Marco Sassone The affect of MARCO SASSONE's paintings is a complex of emotions: if we find in them the joy of coming home and the ecstasy of creation, we also find, if we attune ourselves with clear attention, the rage of anger and the shiver of fear which artists bring to their work when they are in touch with the fullness of their humanity.

 

 


Joseph Schumacher JOSEPH SCHUMACHER is a member of the Confederated Salish and Kootenai Tribes of the Flathead Reservation. He is a graduate of the Los Angeles Art Center College. He has done graduate work at Art Center College as well as the Academy of Fine Arts in San Francisco.

 

 


Viktor Shvaiko Arriving in New York with little money and less English, VIKTOR SHVAIKO survived by selling his paintings. It was there that he developed his penchant for painting the little cafes and other intimate places seen in his work today, and that have become his trademark. His enticing mix of beauty and mystery has drawn the interest and admiration of collectors from around the world.

 

 


Ta Thi Thanh Tam TA THI THANH TAM paints only the Vietnamese village, its countryside, figures and traditions. Her techniques are simple and basic, with colors high and flat on plain backgrounds. Her deep black contour lines draw shapes and figures with a great presence. Everything comes down to the brush stroke, and its dynamic balance, following caster painting tradition. Her decorative tendencies are toned down by her choice of themes: interior scenes, processions and dances.

 

 


Janet Treby JANET TREBY uses elegant lines, muted shades of light and dark and an intriguing array of small drawings to infuse her paintings with a natural energy. This renowned artist has a visual sensitivity and intelligence that can only come from an artist of substance.

 

 


Alla Tsank Although ALLA TSANK was inspired by the images from Renaissance Art, her current work has a distinct contemporary aesthetic that could be described as magic realism. These works reflect her deeply lyrical and uniquely poetical vision, a synthesis of European and American culture.

 

 


Alberto Vargas ALBERTO VARGAS' work was typically a combination of watercolor and airbrush. His images often portrayed elegantly dressed, semi-nude to nude women of idealized proportions. Vargas is widely regarded as one of the finest artists in his genre. Notable women painted by Vargas include Anna Mae Clift, Billie Burke, Nita Naldi, Marilyn Miller, Paulette Goddard and Ruth Etting.

 

 


Caroline Young The art ofCAROLINE YOUNG focuses on interpreting the drama, romance, and magic of the mythology and history of ancient China and Japan. Ms. Young is enjoying growing national success. Young's works are collected all over the world.
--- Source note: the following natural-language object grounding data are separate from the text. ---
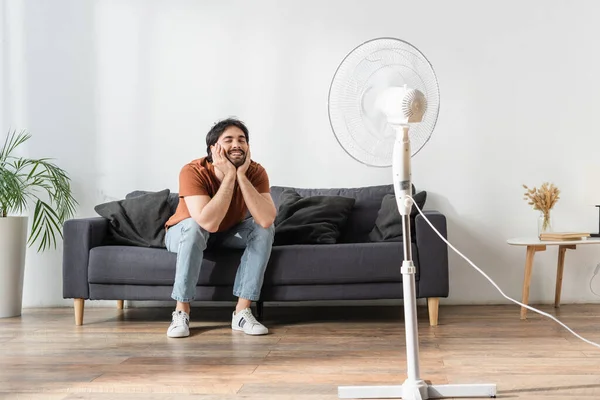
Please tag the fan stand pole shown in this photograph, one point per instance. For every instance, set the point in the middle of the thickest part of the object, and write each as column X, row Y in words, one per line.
column 413, row 388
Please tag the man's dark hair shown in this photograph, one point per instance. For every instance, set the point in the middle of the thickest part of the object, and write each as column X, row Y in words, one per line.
column 217, row 130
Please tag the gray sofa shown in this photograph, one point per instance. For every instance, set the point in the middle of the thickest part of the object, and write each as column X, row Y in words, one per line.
column 354, row 268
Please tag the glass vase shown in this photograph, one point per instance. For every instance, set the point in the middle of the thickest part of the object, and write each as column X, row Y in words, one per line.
column 544, row 223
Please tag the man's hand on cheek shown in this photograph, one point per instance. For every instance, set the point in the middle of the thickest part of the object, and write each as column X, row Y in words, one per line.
column 242, row 169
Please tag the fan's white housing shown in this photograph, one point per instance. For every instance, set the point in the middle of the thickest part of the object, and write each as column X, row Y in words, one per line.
column 384, row 95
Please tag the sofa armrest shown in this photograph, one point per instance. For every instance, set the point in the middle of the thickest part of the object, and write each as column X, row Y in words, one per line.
column 79, row 237
column 433, row 255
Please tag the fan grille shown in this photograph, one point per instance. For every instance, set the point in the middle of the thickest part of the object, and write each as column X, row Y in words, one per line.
column 371, row 67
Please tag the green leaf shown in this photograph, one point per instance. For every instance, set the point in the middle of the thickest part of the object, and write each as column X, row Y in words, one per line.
column 39, row 180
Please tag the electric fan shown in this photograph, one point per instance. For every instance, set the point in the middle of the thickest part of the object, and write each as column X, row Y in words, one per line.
column 383, row 105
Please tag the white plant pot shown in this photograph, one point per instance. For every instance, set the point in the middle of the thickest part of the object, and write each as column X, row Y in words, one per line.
column 13, row 244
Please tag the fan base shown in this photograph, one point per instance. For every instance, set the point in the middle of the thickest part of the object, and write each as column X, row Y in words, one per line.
column 410, row 391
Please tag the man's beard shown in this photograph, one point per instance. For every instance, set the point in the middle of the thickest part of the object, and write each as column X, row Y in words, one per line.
column 237, row 161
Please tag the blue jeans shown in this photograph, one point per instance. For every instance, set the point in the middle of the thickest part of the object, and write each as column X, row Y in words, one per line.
column 189, row 241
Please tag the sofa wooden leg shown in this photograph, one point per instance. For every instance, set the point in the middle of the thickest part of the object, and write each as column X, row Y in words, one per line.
column 433, row 304
column 78, row 303
column 259, row 310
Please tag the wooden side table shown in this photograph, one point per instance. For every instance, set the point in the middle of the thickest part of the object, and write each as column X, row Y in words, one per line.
column 534, row 245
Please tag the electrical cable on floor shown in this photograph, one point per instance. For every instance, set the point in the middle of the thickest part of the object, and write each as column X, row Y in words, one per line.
column 592, row 279
column 496, row 286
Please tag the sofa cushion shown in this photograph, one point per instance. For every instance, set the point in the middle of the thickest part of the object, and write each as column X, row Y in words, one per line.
column 310, row 220
column 173, row 198
column 137, row 221
column 148, row 266
column 361, row 220
column 388, row 225
column 339, row 263
column 288, row 265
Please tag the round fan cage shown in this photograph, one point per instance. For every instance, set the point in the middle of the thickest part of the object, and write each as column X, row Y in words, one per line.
column 360, row 128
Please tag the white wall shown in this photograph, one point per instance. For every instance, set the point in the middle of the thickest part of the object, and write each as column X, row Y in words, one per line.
column 122, row 93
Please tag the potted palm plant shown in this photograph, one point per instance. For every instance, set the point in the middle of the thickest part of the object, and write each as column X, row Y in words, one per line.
column 26, row 182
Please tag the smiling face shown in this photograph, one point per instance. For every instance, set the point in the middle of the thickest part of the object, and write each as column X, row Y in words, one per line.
column 235, row 145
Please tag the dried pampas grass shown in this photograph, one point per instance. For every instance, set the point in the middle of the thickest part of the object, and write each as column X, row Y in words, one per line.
column 543, row 199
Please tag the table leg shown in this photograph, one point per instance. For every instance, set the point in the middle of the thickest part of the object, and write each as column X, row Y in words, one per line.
column 560, row 267
column 527, row 279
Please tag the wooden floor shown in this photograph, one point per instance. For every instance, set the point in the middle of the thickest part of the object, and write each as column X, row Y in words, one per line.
column 308, row 353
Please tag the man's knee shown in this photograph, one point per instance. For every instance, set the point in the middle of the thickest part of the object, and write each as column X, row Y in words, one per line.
column 267, row 233
column 192, row 232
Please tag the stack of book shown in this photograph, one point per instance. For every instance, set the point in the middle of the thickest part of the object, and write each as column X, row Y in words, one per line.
column 555, row 236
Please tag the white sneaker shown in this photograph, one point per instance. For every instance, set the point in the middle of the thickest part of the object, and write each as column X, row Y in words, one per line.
column 180, row 325
column 245, row 321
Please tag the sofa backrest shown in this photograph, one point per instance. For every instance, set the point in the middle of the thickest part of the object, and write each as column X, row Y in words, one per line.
column 361, row 220
column 363, row 216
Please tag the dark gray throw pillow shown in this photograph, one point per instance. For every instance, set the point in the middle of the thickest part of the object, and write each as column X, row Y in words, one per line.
column 139, row 220
column 310, row 220
column 388, row 225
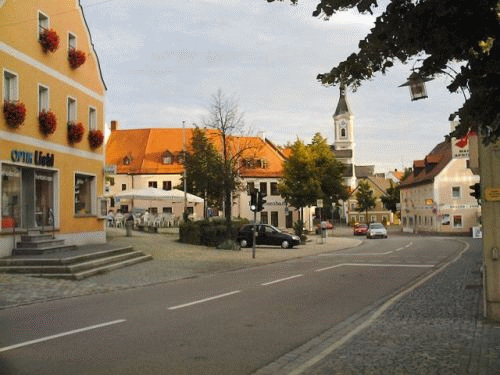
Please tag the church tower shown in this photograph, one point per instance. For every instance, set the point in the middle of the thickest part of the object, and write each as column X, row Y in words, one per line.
column 343, row 147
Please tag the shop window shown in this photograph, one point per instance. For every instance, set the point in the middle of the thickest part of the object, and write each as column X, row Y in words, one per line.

Her work is also in the permanent collection of the Bowers Museum in Santa Ana, and the Pacific Asia Museum in Pasadena.

 

 


Joanna Zjawinska JOANNA ZJAWINSKA's early paintings were filled with beautiful and chic people, theatrical scenery and voyeurism. Her current work tells a simpler story. Still influenced by cinema, fashion and music, Zjawinska strives to create beauty in face and form, in landscape or abstract setting, and this theme remains integral to her work. She relies on strong composition and a deeper palette to create visions of mysterious women who seek and reveal passion.